I think you're on to something. One of the challenges that teams at Google have is service dependencies. In theory, Google is one big, happy family and everyone is responsible for everyone's code. In practice, teams have focuses, software interdepends and interoperates, and mistakes get made at the margin where the linkages between two software systems are neither team's direct responsibility---or the responsibility of both teams.

It's not malice, it's incentives and information flow. Integrating with a service that one is not responsible for, one can get tripped by unknown unknowns that the team that maintains the service has failed the document. And while a migration mistake is embarrassing, software engineering teams are generally rewarded for task completion, not for the time spent preparing for a failure that doesn't occur.

Really, universal problems that all large corporations and bureaucracies are vulnerable to. Overlaps or gaps in responsibility (breeding plausible deniability), lack of communication, and management issues (hence dysfunctional incentives) are difficult to root out and cost a lot of money to track down and fix.
It's expected the outrage was due to a migration, the majority of test is design to cover new feature/bug fix.

A migration is way more complex, it can touch multiple different components and at Google scale that mean different teams, it can be impossible to test this kind of migration without having a testing platforms as big as prod and if Google do it, maybe all gcp will not be enough.

This "unclear" reason can hide a bigger issue like a security bug fix, or just an important migration to go somewhere.

It look like covid19 hit everything, since it begins, attack increases a lot and security need to step up, really fast. Some manager have trouble to handle the full remote situation, some engineers have trouble too, all that combined can create small hole, so some outrage.

How many migration they do way more complex than this one without issue?

I don't think engineering culture is degrading, but shit happen and in extreme situations we see problems easier.

if this outrage was due by a feature or "massive hardware" , we can be very worrie about it

>both of those migrations failed with symptoms suggesting that whoever was performing them did not have deep understanding of systems architecture or safety practices and there was no one to stop them from failing.

Can any single person at Google have a full understanding of all the dependencies for even a single system? I have no idea, as I've never worked there, but I would imagine that there is a lot of complexity.

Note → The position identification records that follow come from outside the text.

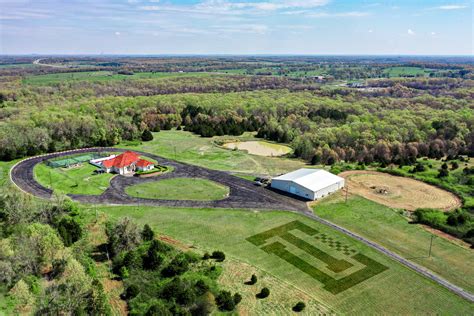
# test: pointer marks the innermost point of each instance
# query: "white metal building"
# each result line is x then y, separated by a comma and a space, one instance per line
311, 184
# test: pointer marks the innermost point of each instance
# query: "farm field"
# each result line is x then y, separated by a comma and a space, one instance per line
74, 180
406, 71
453, 182
399, 192
392, 230
190, 148
259, 148
398, 289
179, 189
102, 76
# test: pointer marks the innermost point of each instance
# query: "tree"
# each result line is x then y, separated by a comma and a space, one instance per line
253, 280
218, 256
300, 306
225, 301
443, 173
148, 234
153, 259
265, 292
147, 135
69, 230
122, 236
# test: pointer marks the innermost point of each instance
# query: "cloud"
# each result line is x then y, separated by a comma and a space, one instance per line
452, 7
339, 14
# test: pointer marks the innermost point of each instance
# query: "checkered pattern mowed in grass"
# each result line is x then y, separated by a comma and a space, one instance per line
331, 283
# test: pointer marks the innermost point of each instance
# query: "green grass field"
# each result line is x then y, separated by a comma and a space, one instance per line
179, 189
453, 182
406, 71
103, 76
392, 230
397, 289
200, 151
76, 180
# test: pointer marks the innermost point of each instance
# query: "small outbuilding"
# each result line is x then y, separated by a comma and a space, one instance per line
311, 184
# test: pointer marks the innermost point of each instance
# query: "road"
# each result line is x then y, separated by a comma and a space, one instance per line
453, 288
243, 194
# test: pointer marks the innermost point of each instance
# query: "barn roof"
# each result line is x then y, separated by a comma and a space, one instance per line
312, 179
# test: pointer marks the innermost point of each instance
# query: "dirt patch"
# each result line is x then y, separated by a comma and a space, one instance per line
259, 148
398, 192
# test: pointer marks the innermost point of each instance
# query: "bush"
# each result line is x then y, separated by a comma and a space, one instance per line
148, 234
130, 292
253, 280
225, 301
69, 230
147, 136
265, 292
300, 306
218, 256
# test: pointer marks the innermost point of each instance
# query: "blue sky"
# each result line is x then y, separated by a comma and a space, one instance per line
347, 27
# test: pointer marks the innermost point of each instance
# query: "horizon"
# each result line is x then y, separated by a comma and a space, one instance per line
237, 27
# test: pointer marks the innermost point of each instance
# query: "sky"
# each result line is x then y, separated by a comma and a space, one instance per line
306, 27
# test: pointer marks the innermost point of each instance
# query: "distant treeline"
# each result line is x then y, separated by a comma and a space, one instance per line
324, 125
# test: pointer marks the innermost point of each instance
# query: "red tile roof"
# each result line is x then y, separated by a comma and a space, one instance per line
122, 160
143, 163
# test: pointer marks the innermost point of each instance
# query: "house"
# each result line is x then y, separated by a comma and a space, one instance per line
125, 163
311, 184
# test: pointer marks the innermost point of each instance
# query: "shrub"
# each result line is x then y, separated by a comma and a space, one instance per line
237, 298
148, 234
265, 292
253, 280
218, 256
69, 230
130, 292
225, 301
147, 136
300, 306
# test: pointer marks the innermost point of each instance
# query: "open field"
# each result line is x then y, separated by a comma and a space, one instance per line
456, 181
397, 289
103, 76
406, 71
393, 231
75, 180
398, 192
180, 189
190, 148
259, 148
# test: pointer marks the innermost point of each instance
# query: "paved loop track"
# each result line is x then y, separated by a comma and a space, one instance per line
243, 194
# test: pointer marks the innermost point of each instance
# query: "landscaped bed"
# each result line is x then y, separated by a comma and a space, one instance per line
180, 189
74, 180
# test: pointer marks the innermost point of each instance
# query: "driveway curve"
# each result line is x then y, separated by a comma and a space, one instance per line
242, 193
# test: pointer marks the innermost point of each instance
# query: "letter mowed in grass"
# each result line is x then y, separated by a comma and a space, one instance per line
331, 284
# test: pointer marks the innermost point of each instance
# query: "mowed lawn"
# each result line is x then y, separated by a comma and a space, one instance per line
75, 180
397, 290
388, 228
187, 147
180, 189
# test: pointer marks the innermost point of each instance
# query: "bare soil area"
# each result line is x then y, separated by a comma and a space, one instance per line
398, 192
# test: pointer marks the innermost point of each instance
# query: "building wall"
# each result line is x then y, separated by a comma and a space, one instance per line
294, 188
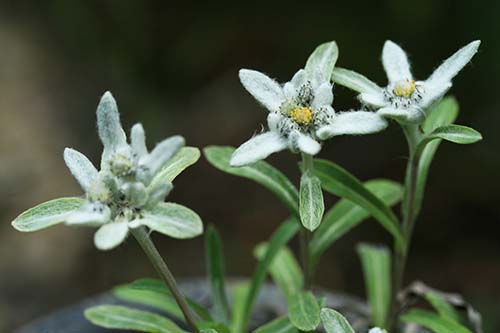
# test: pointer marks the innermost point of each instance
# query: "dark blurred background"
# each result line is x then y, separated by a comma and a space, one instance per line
174, 68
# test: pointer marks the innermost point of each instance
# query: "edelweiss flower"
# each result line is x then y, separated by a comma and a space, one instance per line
124, 193
300, 114
406, 99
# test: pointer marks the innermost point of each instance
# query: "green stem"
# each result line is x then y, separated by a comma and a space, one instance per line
161, 267
412, 134
305, 235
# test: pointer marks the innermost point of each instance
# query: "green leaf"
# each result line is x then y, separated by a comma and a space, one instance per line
444, 113
280, 238
355, 81
311, 204
345, 215
376, 262
216, 273
284, 269
154, 293
46, 214
445, 309
340, 182
260, 172
184, 158
321, 62
121, 317
433, 321
212, 326
453, 133
334, 322
239, 319
303, 311
173, 220
279, 325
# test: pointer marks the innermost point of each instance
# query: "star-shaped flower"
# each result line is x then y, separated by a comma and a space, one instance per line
406, 99
300, 112
128, 191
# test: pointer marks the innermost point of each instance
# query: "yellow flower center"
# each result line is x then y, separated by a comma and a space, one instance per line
302, 115
404, 88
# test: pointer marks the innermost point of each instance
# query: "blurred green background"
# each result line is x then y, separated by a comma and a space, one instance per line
174, 68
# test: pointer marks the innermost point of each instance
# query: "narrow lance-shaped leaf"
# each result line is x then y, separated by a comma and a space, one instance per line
444, 113
354, 81
279, 325
340, 182
216, 273
376, 262
240, 295
121, 317
334, 322
280, 238
453, 133
311, 204
434, 322
183, 159
171, 219
303, 311
285, 270
47, 214
154, 293
260, 172
345, 215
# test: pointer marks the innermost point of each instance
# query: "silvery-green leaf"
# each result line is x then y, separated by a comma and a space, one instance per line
135, 193
158, 192
90, 214
184, 158
412, 115
354, 123
171, 219
47, 214
260, 172
163, 151
258, 148
138, 140
321, 62
454, 64
376, 262
279, 325
81, 168
453, 133
111, 235
121, 317
303, 311
284, 269
444, 113
395, 61
355, 81
334, 322
311, 204
109, 126
345, 215
264, 89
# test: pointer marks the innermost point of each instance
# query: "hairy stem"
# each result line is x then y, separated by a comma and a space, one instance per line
305, 235
412, 134
161, 268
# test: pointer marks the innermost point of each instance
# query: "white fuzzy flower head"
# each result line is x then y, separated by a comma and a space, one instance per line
121, 193
300, 112
406, 99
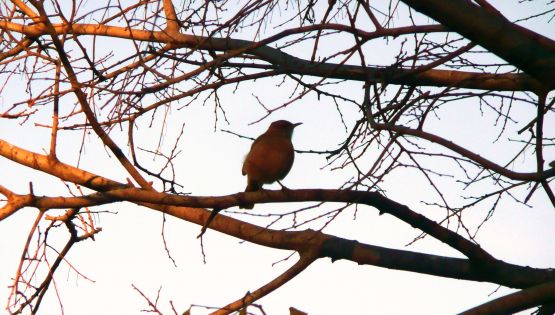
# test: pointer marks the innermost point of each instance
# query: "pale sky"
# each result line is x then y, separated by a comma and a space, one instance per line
130, 251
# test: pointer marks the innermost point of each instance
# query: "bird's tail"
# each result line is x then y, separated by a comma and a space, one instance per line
251, 186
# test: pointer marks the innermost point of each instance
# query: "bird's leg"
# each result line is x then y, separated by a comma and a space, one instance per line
283, 186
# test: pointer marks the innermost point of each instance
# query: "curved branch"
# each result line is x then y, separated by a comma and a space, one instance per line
466, 153
476, 269
294, 65
529, 51
516, 302
249, 298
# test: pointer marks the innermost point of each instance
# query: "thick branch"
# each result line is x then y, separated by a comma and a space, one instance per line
334, 247
294, 65
528, 51
516, 302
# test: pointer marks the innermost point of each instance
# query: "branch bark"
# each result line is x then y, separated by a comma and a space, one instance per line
291, 64
528, 51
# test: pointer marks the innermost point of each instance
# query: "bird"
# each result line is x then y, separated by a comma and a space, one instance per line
270, 158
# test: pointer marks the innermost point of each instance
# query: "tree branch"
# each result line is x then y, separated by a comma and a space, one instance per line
528, 51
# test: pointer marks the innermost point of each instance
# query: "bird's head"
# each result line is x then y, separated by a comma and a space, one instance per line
283, 126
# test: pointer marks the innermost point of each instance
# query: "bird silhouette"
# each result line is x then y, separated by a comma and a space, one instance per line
270, 158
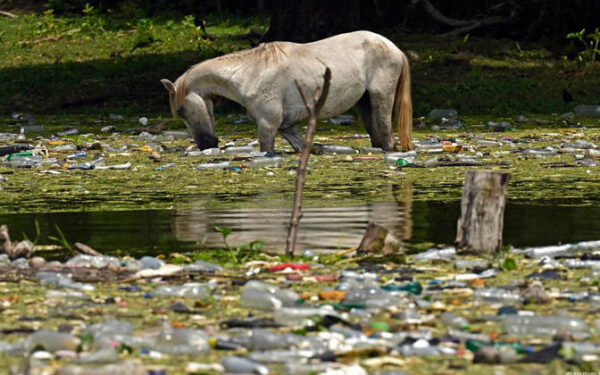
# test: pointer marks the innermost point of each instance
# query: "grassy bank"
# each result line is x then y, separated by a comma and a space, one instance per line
93, 63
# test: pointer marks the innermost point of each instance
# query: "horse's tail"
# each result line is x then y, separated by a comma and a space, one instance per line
404, 106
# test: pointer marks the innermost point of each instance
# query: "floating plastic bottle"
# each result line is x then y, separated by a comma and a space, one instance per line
498, 295
59, 295
550, 251
91, 261
371, 150
82, 166
342, 120
241, 365
464, 336
299, 316
238, 149
206, 166
320, 149
394, 157
462, 264
262, 162
446, 253
121, 368
576, 263
188, 290
51, 341
587, 110
104, 355
201, 265
123, 166
153, 263
455, 321
443, 113
257, 294
544, 326
61, 281
413, 287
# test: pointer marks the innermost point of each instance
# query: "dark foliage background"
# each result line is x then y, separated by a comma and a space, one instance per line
303, 20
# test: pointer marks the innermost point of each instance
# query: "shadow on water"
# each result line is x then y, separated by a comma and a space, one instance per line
338, 226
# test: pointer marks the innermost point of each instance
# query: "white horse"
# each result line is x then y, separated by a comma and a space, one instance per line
367, 70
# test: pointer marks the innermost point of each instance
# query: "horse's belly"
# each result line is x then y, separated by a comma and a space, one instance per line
342, 96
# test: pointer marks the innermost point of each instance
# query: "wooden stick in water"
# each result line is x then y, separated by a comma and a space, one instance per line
313, 107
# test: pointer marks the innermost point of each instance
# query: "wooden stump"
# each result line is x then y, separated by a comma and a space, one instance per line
378, 239
482, 211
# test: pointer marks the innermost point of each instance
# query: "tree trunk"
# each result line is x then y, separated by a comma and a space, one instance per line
309, 20
482, 211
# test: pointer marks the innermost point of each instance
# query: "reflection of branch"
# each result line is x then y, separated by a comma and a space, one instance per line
438, 16
313, 106
462, 26
37, 41
7, 14
476, 25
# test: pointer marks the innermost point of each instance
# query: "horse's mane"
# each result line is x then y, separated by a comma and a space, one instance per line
265, 53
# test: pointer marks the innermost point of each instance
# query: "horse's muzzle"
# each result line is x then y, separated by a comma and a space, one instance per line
205, 141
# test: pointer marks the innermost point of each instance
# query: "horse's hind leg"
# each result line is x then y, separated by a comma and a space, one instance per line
366, 114
293, 136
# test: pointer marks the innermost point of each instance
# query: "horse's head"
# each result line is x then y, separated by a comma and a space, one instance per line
195, 113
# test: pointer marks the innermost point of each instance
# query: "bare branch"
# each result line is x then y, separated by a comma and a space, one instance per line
324, 91
313, 110
438, 16
7, 14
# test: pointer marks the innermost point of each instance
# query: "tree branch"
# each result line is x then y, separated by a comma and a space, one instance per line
7, 14
313, 109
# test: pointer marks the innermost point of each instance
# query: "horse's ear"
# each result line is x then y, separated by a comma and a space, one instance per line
168, 85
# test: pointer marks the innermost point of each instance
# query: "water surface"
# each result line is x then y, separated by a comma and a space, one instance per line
322, 228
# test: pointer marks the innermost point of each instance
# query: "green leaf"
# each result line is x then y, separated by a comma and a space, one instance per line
509, 264
224, 231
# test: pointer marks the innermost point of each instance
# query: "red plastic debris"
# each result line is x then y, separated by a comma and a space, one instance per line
294, 266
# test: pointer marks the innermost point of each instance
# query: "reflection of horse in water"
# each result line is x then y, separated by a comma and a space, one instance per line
320, 228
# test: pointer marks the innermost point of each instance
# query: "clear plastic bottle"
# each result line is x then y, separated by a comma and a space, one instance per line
188, 290
443, 113
61, 281
463, 264
371, 150
257, 294
263, 162
544, 326
153, 263
105, 354
51, 341
320, 149
431, 254
206, 166
123, 166
455, 321
295, 368
577, 263
464, 336
238, 149
241, 365
59, 295
120, 368
587, 110
498, 295
299, 316
91, 261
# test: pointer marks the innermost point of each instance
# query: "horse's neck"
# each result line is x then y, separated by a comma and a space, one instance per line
216, 79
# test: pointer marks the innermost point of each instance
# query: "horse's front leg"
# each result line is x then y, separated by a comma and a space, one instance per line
266, 135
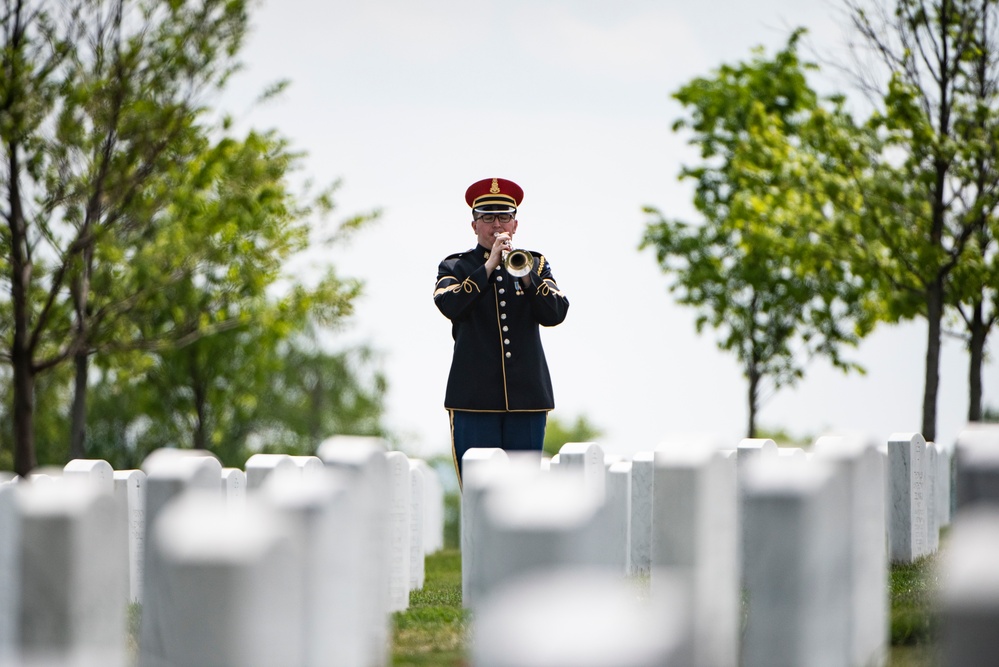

somehow they managed to build complex systems like gmail, continuously develop new features there and not have massive outages due to "migrations" - suggests that something that they were doing right, they are no longer able to do
I'm pretty sure Google has had occasional severe outages for their whole history.
A single event is not data.
there were more than two recent incidents lately:

- YouTube outage this November 2020

- August 2020 outage of Google Suite including Gmail

in both cases no postmortems were published

Afaik, Google doesn't publish public PMs for non-paid offerings, so youtube doesn't get a public pm.

For the August outage, I believe there was a public pm. That said I can't find it now (I think there was some link rot somewhere, and I've escalated about that).

Two events in a single day.
To answer your question, the answer is yes. Some people do understand the dep stack. Takes years but hey there are lifers.